Maria und Joseph erleben einen unerwarteten Anfang ihrer Ehebeziehung, aber die Begegnung mit dem Engel lässt sie vertrauen und sie erwarten Jesus.
Die Hirten erleben die Engelschöre – aber nicht die Engel werden angebetet, sondern Jesus, der Heiland der Welt.
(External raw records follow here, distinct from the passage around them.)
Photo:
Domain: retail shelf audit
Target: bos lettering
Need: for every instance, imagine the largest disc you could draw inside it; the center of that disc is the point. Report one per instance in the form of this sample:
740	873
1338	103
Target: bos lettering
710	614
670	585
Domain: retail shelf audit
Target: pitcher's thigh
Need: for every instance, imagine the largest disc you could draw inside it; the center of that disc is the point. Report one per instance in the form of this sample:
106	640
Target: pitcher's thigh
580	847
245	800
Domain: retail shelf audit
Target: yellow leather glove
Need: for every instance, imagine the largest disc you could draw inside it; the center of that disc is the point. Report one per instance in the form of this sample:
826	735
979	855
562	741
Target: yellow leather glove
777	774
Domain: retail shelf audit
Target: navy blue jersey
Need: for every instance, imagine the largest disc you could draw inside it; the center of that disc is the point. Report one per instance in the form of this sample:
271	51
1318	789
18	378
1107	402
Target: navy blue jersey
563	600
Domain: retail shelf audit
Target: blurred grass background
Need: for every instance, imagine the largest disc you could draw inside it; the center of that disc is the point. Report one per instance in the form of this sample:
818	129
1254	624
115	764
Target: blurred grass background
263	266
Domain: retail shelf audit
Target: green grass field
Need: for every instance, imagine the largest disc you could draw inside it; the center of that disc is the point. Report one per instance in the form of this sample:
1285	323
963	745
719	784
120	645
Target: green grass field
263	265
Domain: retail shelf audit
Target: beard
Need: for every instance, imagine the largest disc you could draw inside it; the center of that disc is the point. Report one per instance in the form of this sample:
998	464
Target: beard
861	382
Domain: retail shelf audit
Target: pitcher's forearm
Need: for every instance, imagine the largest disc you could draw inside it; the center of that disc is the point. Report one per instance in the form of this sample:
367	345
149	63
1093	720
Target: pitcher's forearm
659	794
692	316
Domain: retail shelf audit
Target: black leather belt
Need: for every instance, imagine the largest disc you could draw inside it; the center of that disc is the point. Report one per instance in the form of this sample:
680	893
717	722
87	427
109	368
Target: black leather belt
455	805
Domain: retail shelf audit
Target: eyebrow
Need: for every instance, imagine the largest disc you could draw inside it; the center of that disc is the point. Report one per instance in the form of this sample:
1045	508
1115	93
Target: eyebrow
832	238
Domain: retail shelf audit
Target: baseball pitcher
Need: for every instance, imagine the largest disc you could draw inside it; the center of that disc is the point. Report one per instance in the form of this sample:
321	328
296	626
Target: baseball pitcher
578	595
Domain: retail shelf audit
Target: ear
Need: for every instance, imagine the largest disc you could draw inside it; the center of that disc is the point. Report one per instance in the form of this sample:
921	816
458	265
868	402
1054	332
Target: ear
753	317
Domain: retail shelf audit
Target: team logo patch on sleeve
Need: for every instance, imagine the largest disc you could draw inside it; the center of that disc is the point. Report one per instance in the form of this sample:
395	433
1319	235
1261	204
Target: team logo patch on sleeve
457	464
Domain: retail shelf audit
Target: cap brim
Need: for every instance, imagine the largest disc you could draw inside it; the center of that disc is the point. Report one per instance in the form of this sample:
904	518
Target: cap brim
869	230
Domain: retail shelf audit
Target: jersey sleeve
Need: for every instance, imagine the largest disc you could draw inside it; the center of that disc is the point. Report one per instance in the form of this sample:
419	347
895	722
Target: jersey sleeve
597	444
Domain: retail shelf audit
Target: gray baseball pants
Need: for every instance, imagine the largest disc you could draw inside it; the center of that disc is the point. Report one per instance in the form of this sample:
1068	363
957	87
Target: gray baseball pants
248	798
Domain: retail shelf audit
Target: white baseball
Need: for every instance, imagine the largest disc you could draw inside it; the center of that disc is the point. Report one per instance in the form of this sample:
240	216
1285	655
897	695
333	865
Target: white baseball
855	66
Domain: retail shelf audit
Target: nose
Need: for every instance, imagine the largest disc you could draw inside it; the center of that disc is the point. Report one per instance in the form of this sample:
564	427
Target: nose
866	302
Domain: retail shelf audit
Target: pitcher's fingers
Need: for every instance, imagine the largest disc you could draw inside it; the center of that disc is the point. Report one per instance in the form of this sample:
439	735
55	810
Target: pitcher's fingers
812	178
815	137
Die Weisen sehen einen Stern – aber sie beten nicht den Stern an, sondern lassen sich von ihm leiten, zu dem der dies alles geschaffen und der über allem dem steht: Jesus – Gottes Sohn.
Was beten wir heute an? Was steht für uns im Mittelpunkt? Was steht im Mittelpunkt Deiner Adventszeit? Ist es das Kind in der Krippe, der später den Sturm stillt und dem ich vertrauen darf? Wer ist dieser Mann für Dich?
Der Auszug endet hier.